Wednesday, February 17, 2010

It's Miller Time!

I apologize for the cliche title on the post, but how could I resist? As a last minute cultural binge we spent our last week in Milwaukee touring three of the local breweries. My favourite part of touring the breweries are the endless jokes about how much the tour-goers like their beer. Being non beer drinkers we often find these jokes super corny, but we're sure that they cause just as much knee slapping among the drunk as those horrible pulpit jokes do among the Mormons. To each their own, you know. The Miller Brewery is a gigantic operation which actually ships out 500,000 cases of beer daily. The number may not look like a lot on paper, but when they show you the room containing the day's half a million cases of beer you can't help but wonder where in the world all that is going. The answer is Chicago. Yep, 40% goes to Milwaukee's big sister to the south.

Yeah, I'm a huge fan of factory tours. Something about seeing all the engineering and planning that is required just to make one single product. What I like the most about watching beer getting made is that not only do you get to see the gigantic machines that get the job done, but there's so much chemistry and history behind the product as well. That picture there is of Zoe and I in one of the beer sampling buildings along the tour. I asked one of the beer ladies if the stained glass window was made of old beer bottles, but she said no. I think she's full of it, because that's got to be a bunch of melted down bottles. I love the drunken friar motif.

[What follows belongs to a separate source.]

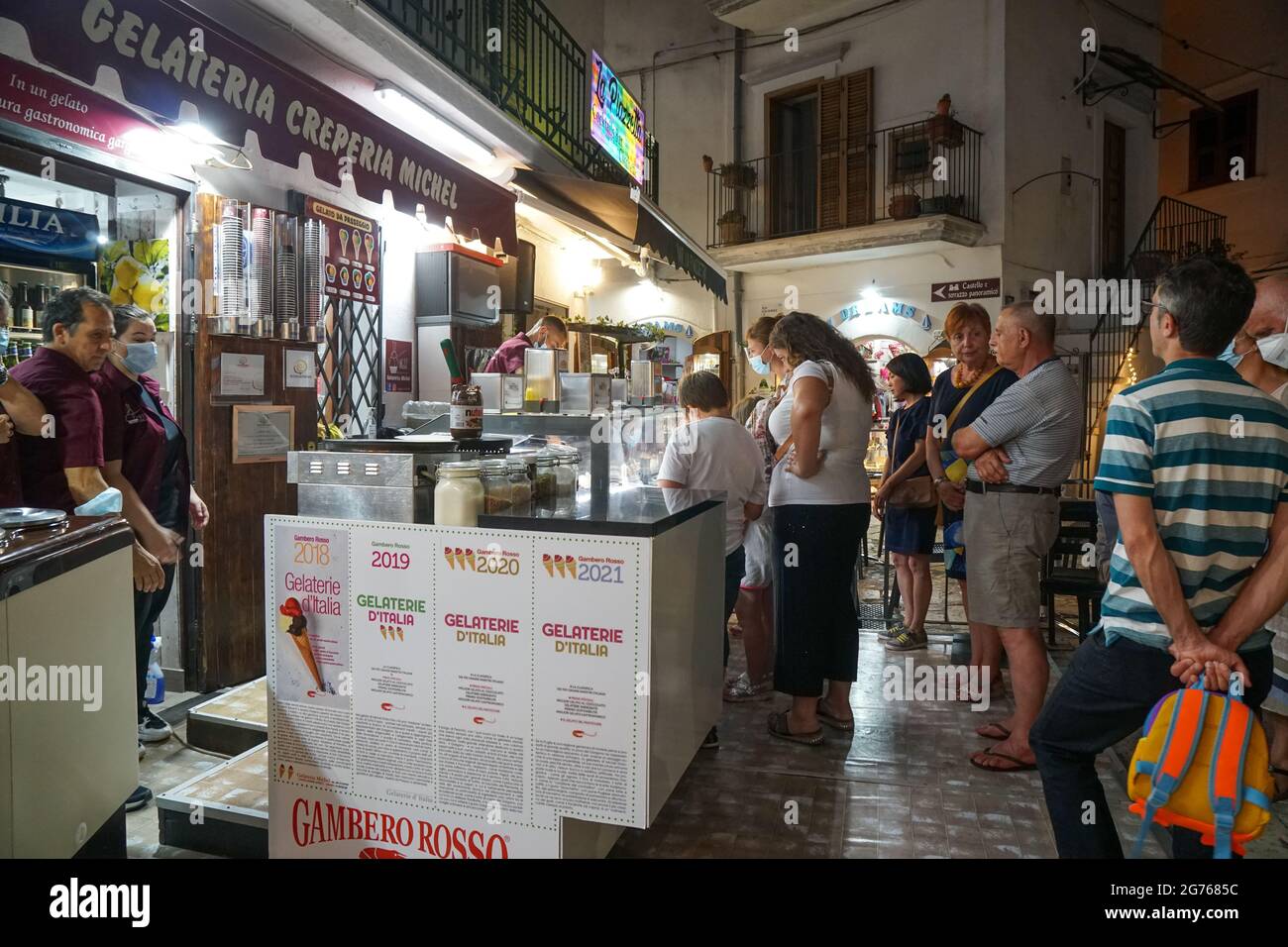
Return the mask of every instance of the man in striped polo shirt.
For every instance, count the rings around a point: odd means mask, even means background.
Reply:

Frederick Miller started up his brewery clear back in 1855, and somewhere along the way he and his creamed cronies dug a gigantic cave in the ground and packed it full of beer barrells and huge chunks of ice they hauled in from Lake Michigan. This enabled them to make huge quantities of beer and store it for a super long time so that it could be sold months later. This is the sort of thing that makes me so proud of man-kind. People are able to accomplish such a gigantic endeavor just to make a beverage available to the masses. I think it's pretty cool. Sara points out that the beer cave isn't symmetrical...they must have been sampling their wares while drawing up the blue prints.